Time Series Forecasting#

You can train a forecasting model easily in EvaDB.

Note

Install statsforecast in your EvaDB virtual environment: pip install eva[forecasting].

First, we create a table to insert required data.

CREATE TABLE AirData (
 unique_id TEXT(30),
 ds TEXT(30),
 y INTEGER);

LOAD CSV 'data/forecasting/air-passengers.csv' INTO AirData;

Next, we create a function of TYPE Forecasting. We must enter the column name on which we wish to forecast using PREDICT.

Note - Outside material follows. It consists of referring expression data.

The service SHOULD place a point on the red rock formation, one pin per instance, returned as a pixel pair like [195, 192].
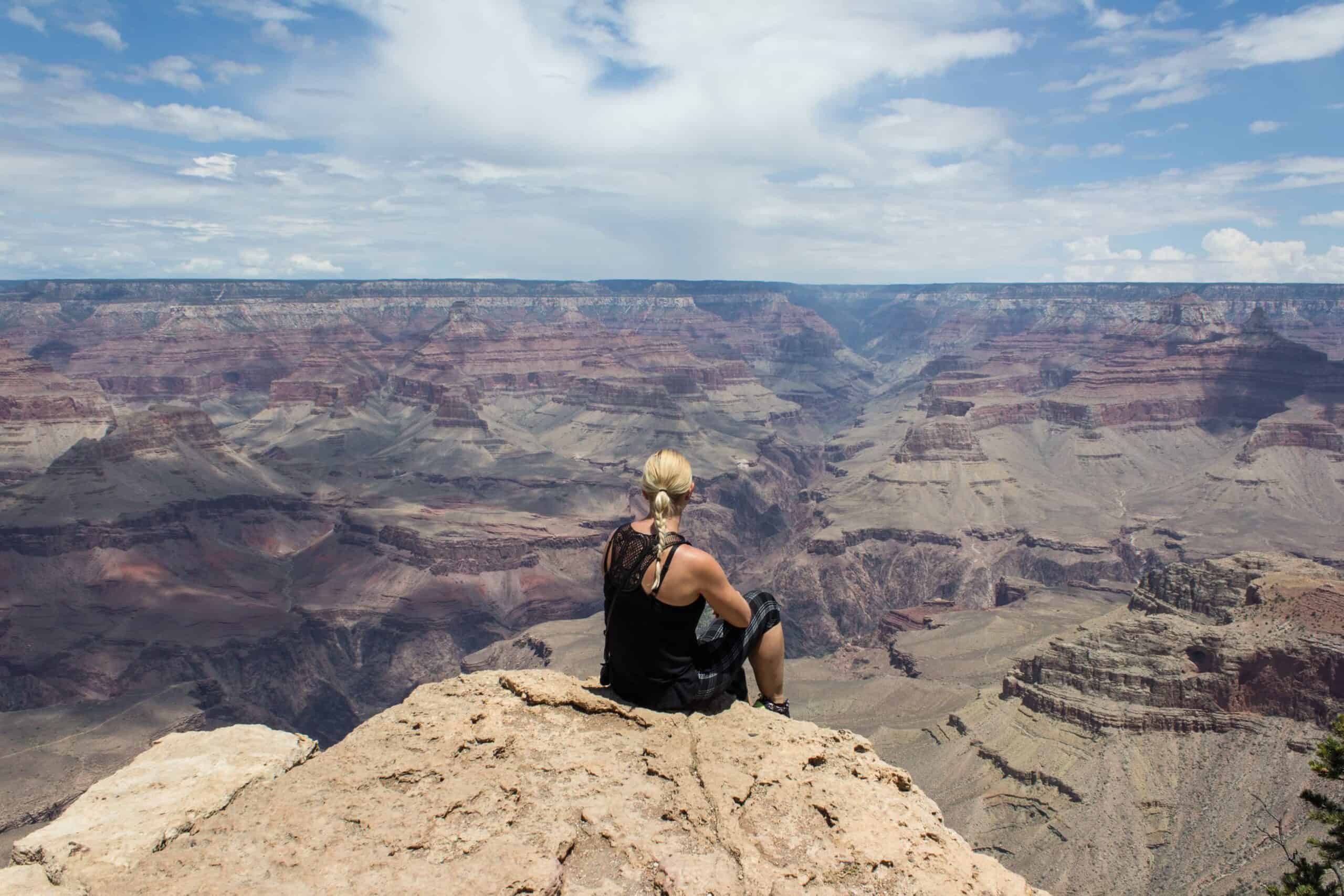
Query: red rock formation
[1320, 437]
[44, 413]
[940, 440]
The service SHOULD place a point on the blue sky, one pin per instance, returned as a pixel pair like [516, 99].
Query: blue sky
[841, 141]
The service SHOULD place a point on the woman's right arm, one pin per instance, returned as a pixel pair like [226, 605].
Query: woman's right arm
[714, 586]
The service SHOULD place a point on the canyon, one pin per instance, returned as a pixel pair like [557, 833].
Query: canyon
[292, 503]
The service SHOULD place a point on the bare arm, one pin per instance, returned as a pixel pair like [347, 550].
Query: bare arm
[719, 594]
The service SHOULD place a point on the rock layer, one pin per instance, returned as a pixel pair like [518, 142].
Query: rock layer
[531, 782]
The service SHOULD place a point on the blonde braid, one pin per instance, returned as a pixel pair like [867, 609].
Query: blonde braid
[662, 504]
[667, 479]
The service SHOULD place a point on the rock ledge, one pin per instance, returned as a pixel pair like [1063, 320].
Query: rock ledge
[533, 782]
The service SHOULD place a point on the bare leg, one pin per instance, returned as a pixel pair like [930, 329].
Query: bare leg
[768, 664]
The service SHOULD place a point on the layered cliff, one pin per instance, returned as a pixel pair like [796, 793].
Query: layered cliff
[42, 414]
[1138, 745]
[524, 782]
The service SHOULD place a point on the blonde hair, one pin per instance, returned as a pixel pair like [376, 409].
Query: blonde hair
[667, 479]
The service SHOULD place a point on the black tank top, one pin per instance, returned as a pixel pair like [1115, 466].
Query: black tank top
[649, 644]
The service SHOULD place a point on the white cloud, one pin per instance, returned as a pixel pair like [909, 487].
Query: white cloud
[200, 267]
[100, 31]
[1229, 256]
[1112, 19]
[1246, 260]
[301, 263]
[1327, 219]
[1155, 132]
[925, 127]
[176, 71]
[1062, 151]
[1168, 11]
[195, 123]
[194, 231]
[25, 16]
[11, 80]
[226, 70]
[258, 10]
[827, 181]
[1309, 33]
[219, 166]
[1097, 249]
[277, 33]
[1102, 151]
[717, 76]
[1307, 171]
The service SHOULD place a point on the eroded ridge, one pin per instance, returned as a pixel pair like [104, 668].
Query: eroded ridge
[533, 782]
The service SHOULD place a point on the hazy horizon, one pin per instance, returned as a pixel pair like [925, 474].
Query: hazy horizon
[847, 143]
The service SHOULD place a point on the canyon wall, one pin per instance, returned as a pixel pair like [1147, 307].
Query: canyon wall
[316, 496]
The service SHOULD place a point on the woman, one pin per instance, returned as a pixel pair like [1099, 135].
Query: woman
[654, 605]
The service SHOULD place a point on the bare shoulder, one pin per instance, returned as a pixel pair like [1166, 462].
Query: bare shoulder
[699, 562]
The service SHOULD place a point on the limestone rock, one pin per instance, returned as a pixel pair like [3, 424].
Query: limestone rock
[536, 782]
[26, 880]
[166, 792]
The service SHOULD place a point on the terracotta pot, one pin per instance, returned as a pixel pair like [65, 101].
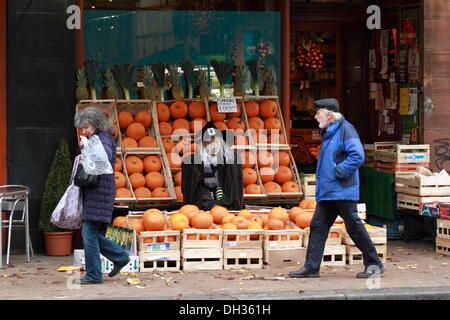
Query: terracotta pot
[58, 243]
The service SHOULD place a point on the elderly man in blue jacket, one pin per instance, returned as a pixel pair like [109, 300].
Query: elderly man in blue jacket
[337, 191]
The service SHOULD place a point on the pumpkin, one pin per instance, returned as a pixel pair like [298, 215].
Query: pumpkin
[179, 221]
[136, 131]
[303, 219]
[144, 118]
[251, 108]
[137, 180]
[129, 143]
[147, 142]
[280, 214]
[142, 192]
[283, 174]
[118, 166]
[218, 212]
[160, 192]
[268, 108]
[196, 109]
[178, 109]
[165, 128]
[202, 220]
[125, 119]
[120, 179]
[152, 163]
[214, 113]
[249, 176]
[252, 189]
[163, 112]
[123, 193]
[154, 220]
[154, 180]
[134, 164]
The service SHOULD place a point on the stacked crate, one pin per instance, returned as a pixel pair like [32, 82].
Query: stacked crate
[443, 237]
[201, 249]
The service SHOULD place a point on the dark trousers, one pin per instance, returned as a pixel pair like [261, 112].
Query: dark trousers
[324, 217]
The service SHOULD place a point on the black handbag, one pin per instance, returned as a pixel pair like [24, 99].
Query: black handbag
[82, 179]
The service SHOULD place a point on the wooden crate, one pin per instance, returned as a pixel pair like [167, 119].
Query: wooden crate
[284, 239]
[423, 186]
[443, 246]
[135, 106]
[243, 258]
[203, 238]
[443, 229]
[331, 241]
[413, 202]
[354, 255]
[168, 180]
[334, 255]
[202, 259]
[402, 153]
[242, 239]
[160, 261]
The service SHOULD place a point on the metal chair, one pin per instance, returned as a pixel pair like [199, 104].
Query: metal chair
[14, 198]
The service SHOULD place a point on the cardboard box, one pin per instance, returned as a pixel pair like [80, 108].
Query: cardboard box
[282, 258]
[107, 265]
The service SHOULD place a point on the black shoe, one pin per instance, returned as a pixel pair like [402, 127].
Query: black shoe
[118, 266]
[303, 273]
[367, 274]
[86, 281]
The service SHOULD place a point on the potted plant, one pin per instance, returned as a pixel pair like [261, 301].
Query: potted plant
[58, 242]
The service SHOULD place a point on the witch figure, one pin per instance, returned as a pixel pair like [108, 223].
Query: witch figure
[213, 174]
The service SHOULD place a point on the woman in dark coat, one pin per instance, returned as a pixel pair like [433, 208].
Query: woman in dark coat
[98, 201]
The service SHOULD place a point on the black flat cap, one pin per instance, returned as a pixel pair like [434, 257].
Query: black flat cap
[328, 103]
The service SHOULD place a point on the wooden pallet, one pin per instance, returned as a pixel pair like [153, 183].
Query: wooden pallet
[443, 246]
[414, 202]
[354, 255]
[334, 255]
[423, 186]
[443, 229]
[202, 259]
[160, 261]
[243, 258]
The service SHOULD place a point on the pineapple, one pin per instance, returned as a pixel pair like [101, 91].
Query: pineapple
[241, 81]
[110, 85]
[81, 92]
[270, 81]
[174, 77]
[202, 81]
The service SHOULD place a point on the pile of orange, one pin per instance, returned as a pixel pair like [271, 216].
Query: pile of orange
[135, 129]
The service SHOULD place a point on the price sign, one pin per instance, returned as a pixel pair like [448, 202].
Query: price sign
[226, 105]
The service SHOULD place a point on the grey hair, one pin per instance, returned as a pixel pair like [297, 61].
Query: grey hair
[95, 117]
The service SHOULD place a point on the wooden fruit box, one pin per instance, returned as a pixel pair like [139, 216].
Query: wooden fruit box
[125, 201]
[443, 246]
[284, 239]
[168, 180]
[202, 238]
[250, 258]
[242, 239]
[109, 109]
[423, 186]
[279, 116]
[202, 259]
[331, 240]
[354, 255]
[443, 229]
[414, 202]
[402, 153]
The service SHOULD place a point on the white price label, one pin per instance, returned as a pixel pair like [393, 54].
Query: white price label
[226, 105]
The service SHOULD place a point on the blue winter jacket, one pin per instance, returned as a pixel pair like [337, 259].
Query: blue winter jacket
[340, 156]
[98, 200]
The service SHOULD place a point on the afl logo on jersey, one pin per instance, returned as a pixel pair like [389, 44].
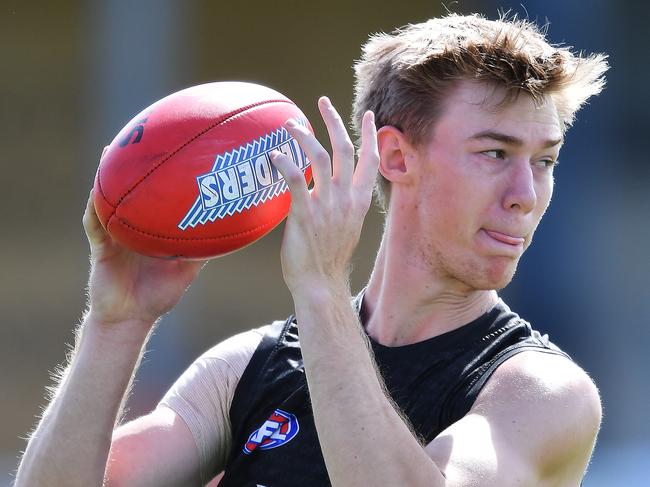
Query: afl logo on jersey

CREATE FUNCTION IF NOT EXISTS Forecast FROM
(SELECT y FROM AirData)
TYPE Forecasting
PREDICT 'y';

This trains a forecasting model. The model can be called by providing the horizon for forecasting.

SELECT Forecast(12);

Here, the horizon is 12, which represents the forecast 12 steps into the future.

Forecast Parameters#

EvaDB’s default forecast framework is statsforecast.

Available Parameters#

PREDICT (required)

The name of the column we wish to forecast.

TIME

The name of the column that contains the datestamp, wihch should be of a format expected by Pandas, ideally YYYY-MM-DD for a date or YYYY-MM-DD HH:MM:SS for a timestamp. Please visit the pandas documentation for details. If not provided, an auto increasing ID column will be used.

ID

The name of column that represents an identifier for the series. If not provided, the whole table is considered as one series of data.

MODEL

We can select one of AutoARIMA, AutoCES, AutoETS, AutoTheta. The default is AutoARIMA. Check Automatic Forecasting to learn details about these models.

Frequency

A string indicating the frequency of the data. The common used ones are D, W, M, Y, which repestively represents day-, week-, month- and year- end frequency. The default value is M. Check pandas available frequencies for all available frequencies.

Below is an example query specifying the above parameters:

CREATE FUNCTION IF NOT EXISTS HomeRentalForecast FROM
(SELECT saledate, ma, type FROM HomeData)
TYPE Forecasting
PREDICT 'ma'
TIME 'saledate'
ID 'type'
MODEL 'AutoCES'
Frequency 'W';